Same immunoblot procedure was followed to control the expression of proteins after transfection using anti-EDAR (sc-271627, Santa Cruz), anti-β-actin (mAB1501R, Sigma), anti-HA for FADD, caspase-8, caspase-9 or Eda-A1 (H6908, Sigma), or anti-FLAG for TRAIL-R2 (F3165, Sigma).
Expression of EDAR and its mutants was assessed by immunofluorescence on cells fixed 20 min in 4% paraformaldehyde and permeabilized in PBS1x/Triton0.2%. According to mutations, EDAR expression was analyzed using two specific antibodies directed against different epitopes (R&D, AF157, 1:500; Santa Cruz, sc-271627; 1:500). Fluorescence labelings were obtained using corresponding secondary antibodies coupled to alexa-Cy3 at a dilution of 1:500 (Jackson Immunoresearch).

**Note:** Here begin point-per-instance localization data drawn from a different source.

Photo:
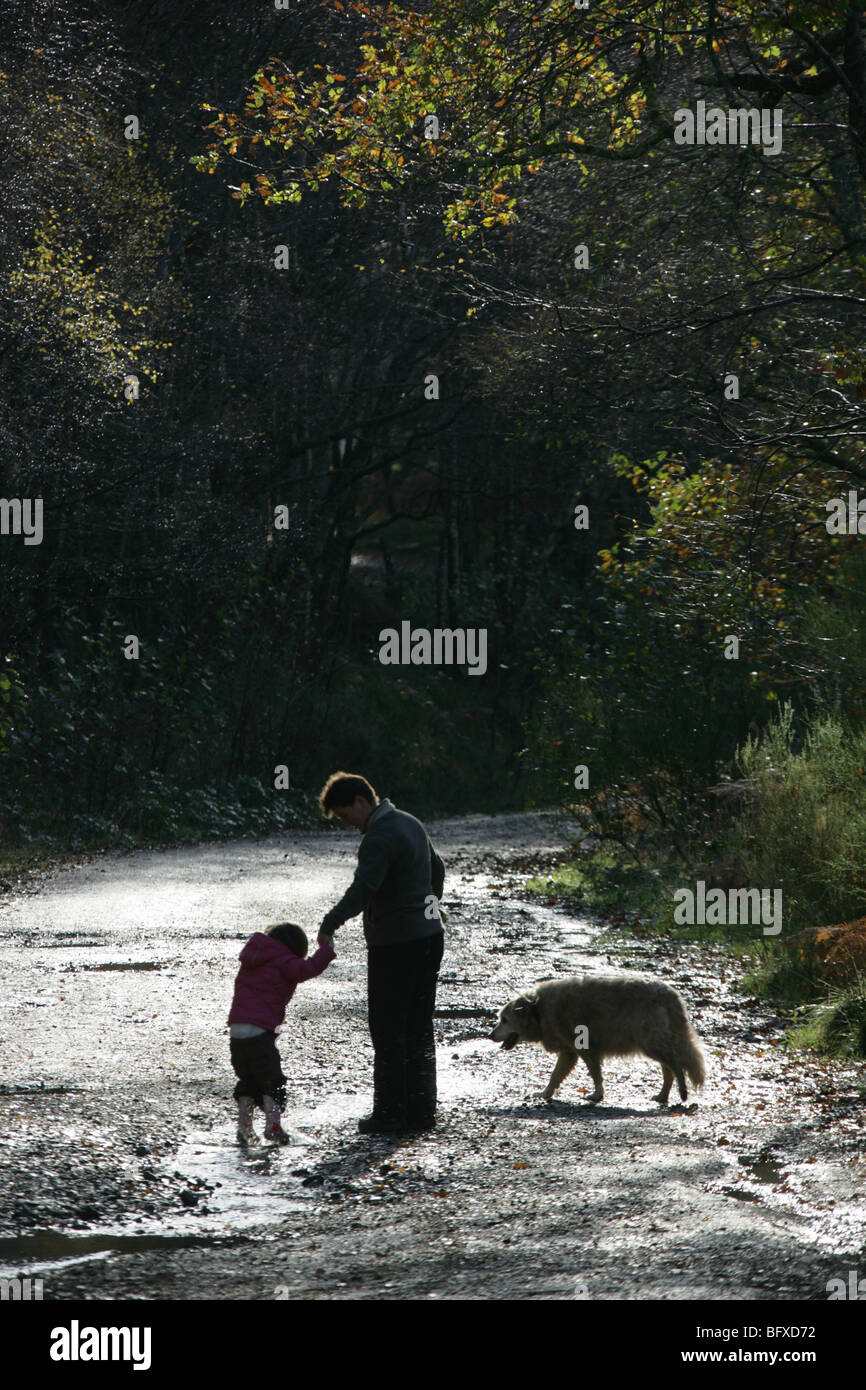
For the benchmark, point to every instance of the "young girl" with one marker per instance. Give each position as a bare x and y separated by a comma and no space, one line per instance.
271,965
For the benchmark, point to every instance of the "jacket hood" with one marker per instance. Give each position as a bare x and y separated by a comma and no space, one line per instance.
263,950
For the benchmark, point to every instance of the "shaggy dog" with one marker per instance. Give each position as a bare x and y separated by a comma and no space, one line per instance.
602,1016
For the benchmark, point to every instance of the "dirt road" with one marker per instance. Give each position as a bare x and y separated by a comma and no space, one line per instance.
117,1157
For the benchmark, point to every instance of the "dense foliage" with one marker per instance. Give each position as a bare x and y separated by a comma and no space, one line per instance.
419,249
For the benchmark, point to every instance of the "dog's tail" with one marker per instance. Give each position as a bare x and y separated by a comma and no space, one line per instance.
692,1057
688,1044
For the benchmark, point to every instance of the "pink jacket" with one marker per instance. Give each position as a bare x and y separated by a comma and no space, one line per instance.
267,977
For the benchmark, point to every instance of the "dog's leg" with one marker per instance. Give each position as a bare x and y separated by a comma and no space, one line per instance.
565,1062
667,1080
594,1064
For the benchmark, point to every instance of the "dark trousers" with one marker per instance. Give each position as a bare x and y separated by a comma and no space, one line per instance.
257,1068
401,1001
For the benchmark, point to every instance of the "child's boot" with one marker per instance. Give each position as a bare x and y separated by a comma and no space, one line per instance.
246,1134
274,1132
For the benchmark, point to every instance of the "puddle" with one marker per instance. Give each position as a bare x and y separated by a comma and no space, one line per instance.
464,1014
124,965
243,1187
765,1168
31,1089
53,1250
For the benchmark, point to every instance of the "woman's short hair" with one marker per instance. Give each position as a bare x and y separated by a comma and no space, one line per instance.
342,788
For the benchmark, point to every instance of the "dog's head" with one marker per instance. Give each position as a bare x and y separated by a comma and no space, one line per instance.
519,1022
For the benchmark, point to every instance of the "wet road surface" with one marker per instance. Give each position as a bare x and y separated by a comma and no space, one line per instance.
121,1176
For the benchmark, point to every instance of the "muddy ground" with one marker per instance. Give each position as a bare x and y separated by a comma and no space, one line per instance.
118,1165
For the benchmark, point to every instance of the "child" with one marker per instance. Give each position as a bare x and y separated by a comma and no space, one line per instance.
271,965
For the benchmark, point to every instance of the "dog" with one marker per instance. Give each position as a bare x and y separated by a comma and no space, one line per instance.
601,1016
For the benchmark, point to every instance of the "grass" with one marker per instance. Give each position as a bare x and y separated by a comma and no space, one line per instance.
638,901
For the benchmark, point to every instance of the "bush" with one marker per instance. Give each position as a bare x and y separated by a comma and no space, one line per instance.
804,823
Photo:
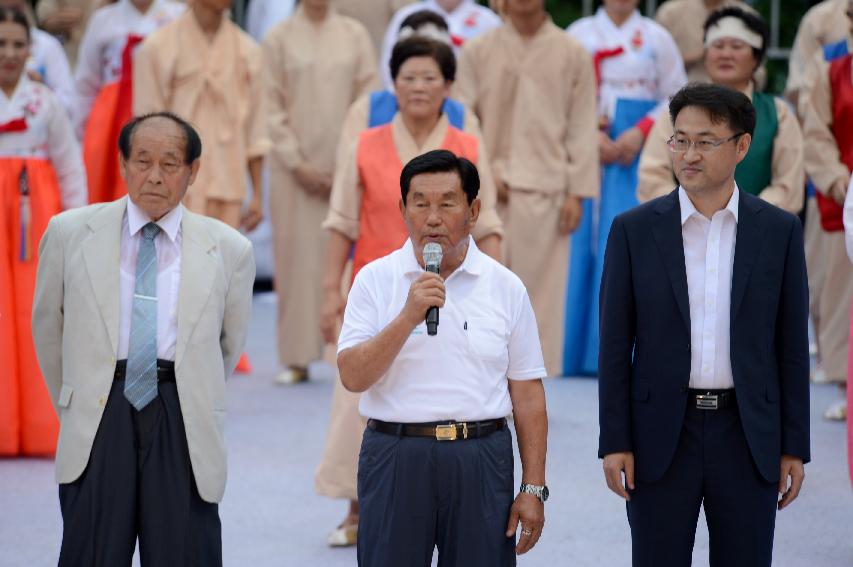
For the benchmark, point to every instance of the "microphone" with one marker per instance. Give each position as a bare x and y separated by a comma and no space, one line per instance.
432,261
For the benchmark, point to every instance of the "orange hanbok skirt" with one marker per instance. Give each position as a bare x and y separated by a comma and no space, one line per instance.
113,107
100,144
28,422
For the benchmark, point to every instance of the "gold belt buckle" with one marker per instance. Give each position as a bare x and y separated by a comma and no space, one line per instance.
707,401
450,432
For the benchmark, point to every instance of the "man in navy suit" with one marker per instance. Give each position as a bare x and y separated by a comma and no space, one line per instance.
704,364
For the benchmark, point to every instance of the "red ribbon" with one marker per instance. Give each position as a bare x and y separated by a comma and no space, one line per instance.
600,56
16,125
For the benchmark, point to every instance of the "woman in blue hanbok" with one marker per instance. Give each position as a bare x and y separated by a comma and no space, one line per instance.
638,68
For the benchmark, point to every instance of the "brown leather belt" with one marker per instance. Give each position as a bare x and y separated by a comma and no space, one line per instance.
440,431
712,399
165,370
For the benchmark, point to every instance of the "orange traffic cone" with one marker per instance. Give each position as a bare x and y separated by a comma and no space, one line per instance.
243,365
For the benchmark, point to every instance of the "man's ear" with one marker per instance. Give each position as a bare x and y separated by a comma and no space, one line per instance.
194,170
122,166
743,146
475,206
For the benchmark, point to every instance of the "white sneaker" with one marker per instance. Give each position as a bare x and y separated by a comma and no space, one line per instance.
818,376
343,536
837,411
291,375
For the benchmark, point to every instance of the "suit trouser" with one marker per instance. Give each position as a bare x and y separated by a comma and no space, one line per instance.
712,467
417,494
299,243
539,255
139,483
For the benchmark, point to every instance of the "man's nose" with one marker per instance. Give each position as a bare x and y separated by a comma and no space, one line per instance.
155,175
434,217
692,154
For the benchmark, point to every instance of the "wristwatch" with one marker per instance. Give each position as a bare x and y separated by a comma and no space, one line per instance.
540,492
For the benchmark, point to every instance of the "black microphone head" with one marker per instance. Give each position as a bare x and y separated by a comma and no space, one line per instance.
432,256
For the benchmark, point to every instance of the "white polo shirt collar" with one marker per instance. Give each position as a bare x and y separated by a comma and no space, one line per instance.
472,264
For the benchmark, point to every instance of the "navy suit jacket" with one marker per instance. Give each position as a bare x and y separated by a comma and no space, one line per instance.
644,360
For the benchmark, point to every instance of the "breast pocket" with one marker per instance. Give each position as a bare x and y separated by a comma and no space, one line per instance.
487,337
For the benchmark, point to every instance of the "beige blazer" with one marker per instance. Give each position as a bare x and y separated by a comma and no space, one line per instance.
75,327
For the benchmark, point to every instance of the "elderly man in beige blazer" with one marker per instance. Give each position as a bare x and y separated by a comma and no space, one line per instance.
140,313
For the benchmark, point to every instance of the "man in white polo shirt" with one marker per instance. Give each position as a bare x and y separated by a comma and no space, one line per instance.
436,463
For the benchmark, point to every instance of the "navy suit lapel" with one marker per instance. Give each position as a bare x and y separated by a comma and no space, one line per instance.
667,233
750,232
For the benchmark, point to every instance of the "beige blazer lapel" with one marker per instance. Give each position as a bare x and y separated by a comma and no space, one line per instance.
101,254
197,275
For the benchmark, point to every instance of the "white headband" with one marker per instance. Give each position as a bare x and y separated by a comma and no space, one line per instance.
733,27
428,30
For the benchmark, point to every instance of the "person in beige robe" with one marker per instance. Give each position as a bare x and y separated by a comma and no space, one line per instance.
533,88
831,176
67,19
317,63
731,60
684,19
205,69
824,24
373,14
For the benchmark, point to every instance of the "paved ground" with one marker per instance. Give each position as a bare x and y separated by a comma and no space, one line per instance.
271,516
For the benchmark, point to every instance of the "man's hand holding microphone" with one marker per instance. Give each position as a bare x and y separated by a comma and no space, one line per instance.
427,293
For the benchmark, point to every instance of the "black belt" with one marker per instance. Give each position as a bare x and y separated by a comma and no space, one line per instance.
447,431
165,370
712,399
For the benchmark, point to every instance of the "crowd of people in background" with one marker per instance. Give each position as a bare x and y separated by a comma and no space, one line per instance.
322,103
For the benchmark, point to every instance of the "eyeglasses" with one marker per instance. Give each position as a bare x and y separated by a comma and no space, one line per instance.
682,145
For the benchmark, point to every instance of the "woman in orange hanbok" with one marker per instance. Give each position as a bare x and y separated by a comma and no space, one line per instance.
41,173
103,80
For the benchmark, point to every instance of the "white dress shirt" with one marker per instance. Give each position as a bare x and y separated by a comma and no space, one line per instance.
709,255
467,21
168,246
487,333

The anti-EDAR and the anti-caspase-8 antibodies were respectively conjugated with Duolink PLA probe PLUS and MINUS separately using Duolink In Situ Probemaker kit following the instructions of the manufacturer. In total, 1×104 cells HEK-293-T were transfected with 0.4 µg of relevant plasmids using JetPrime Lab-Tek chambers. 48 h after transfection, cells were fixed 30 min in 4% PFA. PLUS-probe-coupled antibody of 5 μg mL−1 and 5 μg mL−1 MINUS-probe-coupled antibody were then added on fixed cells. Ligation, amplification, and detection with Duolink In Situ Detection Reagents Orange were done according to the manufacturer’s instructions. In this procedure, bright fluorescent dots are observed when two probes are in close proximity. Nuclei were labeled with Hoechst. Images were captured using a Zeiss Axiovert 200 M inverted microscope equipped with Zen image capture system.
Tumor engrafted nude mice
Seven-weeks-old (20–22 g body weight) female athymic nu/nu mice were obtained from Charles River animal facility. The mice were housed in sterilized filter-topped cages and maintained in a pathogen-free animal facility. 1205-Lu cells were implanted by s.c. injection of 1×106 cells in 200 µL of PBS into the right flank of the mice. Once tumors were established (V≈100 mm3), mice were treated by intra-tumoral injection of 5 µg of EDAR (n = 6) or empty pcDNA3 plasmid (n = 6) diluted in JetPEI (Polyplus transfection) in vivo transfectant. Tumor sizes were measured with a caliper. The tumor volume was calculated with the formula v = 0.5(length×width2).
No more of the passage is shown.